Sembrava che il vertice di governo tenutosi a Caserta avesse in qualche modo allontanato il rischio di una riforma pensionistica immediata e particolarmente pesante per tutti i lavoratori dipendenti.

Evidentemente non è così, alle rassicurazioni di Prodi subito dopo il vertice, stanno facendo seguito le dichiarazioni dei maggiori leader della maggioranza che non sono affatto rassicuranti e che continuano a sostenere la necessità e l’urgenza di una riforma pensionistica di portata storica.

Nonostante sia stato ampiamente dimostrato come il sistema italiano, per effetto delle riforme già introdotte, sia un sistema perfettamente in equilibrio, (le entrate contributive dei lavoratori coprono ampiamente le uscite pensionistiche) e che addirittura ridurrà la sua spesa nei prossimi decenni, al contrario di Francia e Germania, pure su di noi si appuntano addirittura le attenzioni dei massimi esponenti europei.

E’ abbastanza evidente che siamo di fronte ad uno stritolante gioco delle parti che serve a confondere i lavoratori, per abbassare i livelli di indignazione popolare e vincere, con l’aiuto dell’Europa, le resistenze interne alla maggioranza.
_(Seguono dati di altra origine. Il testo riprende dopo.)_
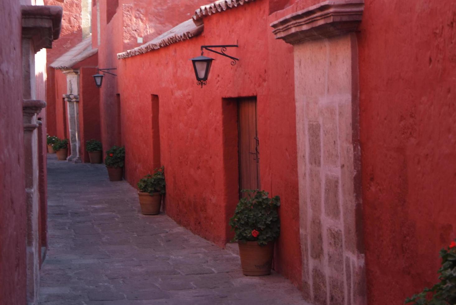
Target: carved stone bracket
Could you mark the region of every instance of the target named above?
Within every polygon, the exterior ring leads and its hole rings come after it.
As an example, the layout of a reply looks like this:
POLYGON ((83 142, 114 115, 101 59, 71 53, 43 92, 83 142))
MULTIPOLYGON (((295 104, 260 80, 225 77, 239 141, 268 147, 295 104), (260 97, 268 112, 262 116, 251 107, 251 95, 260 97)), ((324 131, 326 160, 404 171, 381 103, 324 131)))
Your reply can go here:
POLYGON ((38 127, 35 115, 46 107, 46 102, 39 99, 24 99, 22 102, 22 115, 24 119, 24 129, 33 130, 38 127))
POLYGON ((65 102, 79 102, 79 96, 76 94, 63 94, 65 102))
POLYGON ((330 0, 271 24, 276 39, 292 45, 357 31, 364 10, 363 0, 330 0))
POLYGON ((57 5, 22 5, 22 38, 31 40, 35 52, 52 47, 60 35, 63 11, 57 5))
Eppure molte ambiguità, anche quelle interpretative dei numeri sulla previdenza, potrebbero essere definitivamente risolte separando la cassa previdenziale da quella assistenziale.
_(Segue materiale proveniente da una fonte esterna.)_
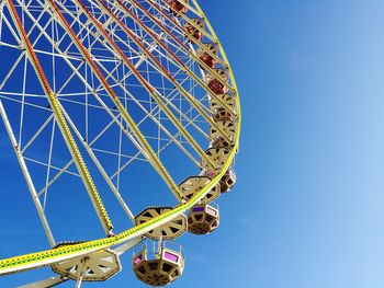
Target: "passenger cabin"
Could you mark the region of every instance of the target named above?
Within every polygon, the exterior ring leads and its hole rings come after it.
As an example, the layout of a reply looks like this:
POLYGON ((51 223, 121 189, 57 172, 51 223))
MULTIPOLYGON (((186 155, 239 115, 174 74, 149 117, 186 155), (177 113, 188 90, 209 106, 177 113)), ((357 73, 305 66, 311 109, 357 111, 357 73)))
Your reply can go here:
POLYGON ((193 43, 193 41, 191 41, 192 37, 195 38, 197 42, 201 42, 204 36, 204 22, 199 18, 192 18, 190 19, 190 21, 191 23, 188 22, 184 26, 187 32, 185 37, 191 43, 193 43))
POLYGON ((134 255, 132 265, 136 277, 150 286, 166 286, 178 279, 184 269, 184 256, 179 250, 167 247, 160 243, 158 249, 147 245, 134 255))
POLYGON ((170 1, 168 1, 169 12, 171 12, 173 14, 173 16, 180 18, 181 14, 185 14, 187 13, 188 9, 182 2, 187 2, 188 3, 188 0, 184 0, 184 1, 170 0, 170 1))
POLYGON ((192 207, 188 216, 188 231, 196 235, 210 234, 219 224, 218 206, 201 204, 192 207))
MULTIPOLYGON (((196 50, 199 59, 204 62, 210 68, 215 68, 217 65, 217 48, 212 43, 203 44, 203 47, 200 47, 196 50)), ((206 70, 203 65, 200 65, 203 70, 206 70)))

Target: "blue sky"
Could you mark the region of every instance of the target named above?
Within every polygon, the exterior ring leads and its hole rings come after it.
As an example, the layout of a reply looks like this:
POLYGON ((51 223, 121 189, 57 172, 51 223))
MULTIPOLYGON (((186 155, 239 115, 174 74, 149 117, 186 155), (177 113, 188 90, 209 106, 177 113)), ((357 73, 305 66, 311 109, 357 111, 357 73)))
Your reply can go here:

I contributi pensionistici versati dai lavoratori oggi servono anche a pagare l’assistenza e le pensioni minime di chi non ha versato alcun contributo in tutta la sua vita, misure di solidarietà di grande civiltà, ma che dovrebbero essere a carico delle spese generali dello stato e quindi sostenute da tutta la comunità nazionale, non gravare soltanto sulle spalle dei lavoratori dipendenti.

Una semplice operazione contabile dunque risolverebbe il problema, ma non viene fatta perché darebbe la misura dell’imbroglio alla base delle ragioni riformatrici, passate e future ed anche della cialtroneria furba della politica che sovraccaricando le casse previdenziali degli oneri assistenziali, libera risorse enormi totalmente a disposizione dei governi.

Nessuna chiarezza emerge invece sulla eliminazione dello scandaloso gradone introdotto dalla riforma Maroni del 2004.

Ricordiamo tutti come sull’iniquità di quella riforma la maggioranza di governo abbia costruito molta parte del consenso in campagna elettorale.

E’ inaccettabile che oggi le categorie di lavoratori dipendenti si trovino a dover digerire una riforma, certamente peggiore sotto ogni profilo, e che non mostra di contenere indicazioni significative di solidarietà sociale nei confronti delle giovani generazioni.

Ai nostri giovani d’altronde la politica (di destra e di sinistra) ha già pensato con leggi che favoriscono il precariato permanente, lunghi periodi senza lavoro, l’assenza di tutele contro il licenziamento immotivato, insieme a meccanismi previdenziali che riservano loro pensioni misere.

Le grandi organizzazioni sindacali per parte loro hanno regalato ai giovani lavoratori le pensioni integrative, (un affare colossale che finirà ampiamente sotto controllo sindacale) che significa che se i nostri giovani vorranno, fra venti trenta anni, una piccola aggiunta alla pensione dovranno, fin da ora, decurtare le loro già misere retribuzioni e pagarsela.

Sconcerta molto il fatto che in materia pensionistica vi sia una storica incapacità delle categorie di lavoratori di reagire e di contrastare le scelte dei governi, come pure stupisce la disattenzione altrettanto storica del sindacalismo tradizionale, ma ancora di più oggi colpiscono le intenzioni di frange della politica che, incapaci di impedire una nuova riforma previdenziale, come quella annunciata, al tradimento perpetrato nei confronti degli elettori vorrebbero rispondere introducendo, in materia pensionistica, inaccettabili distinzioni.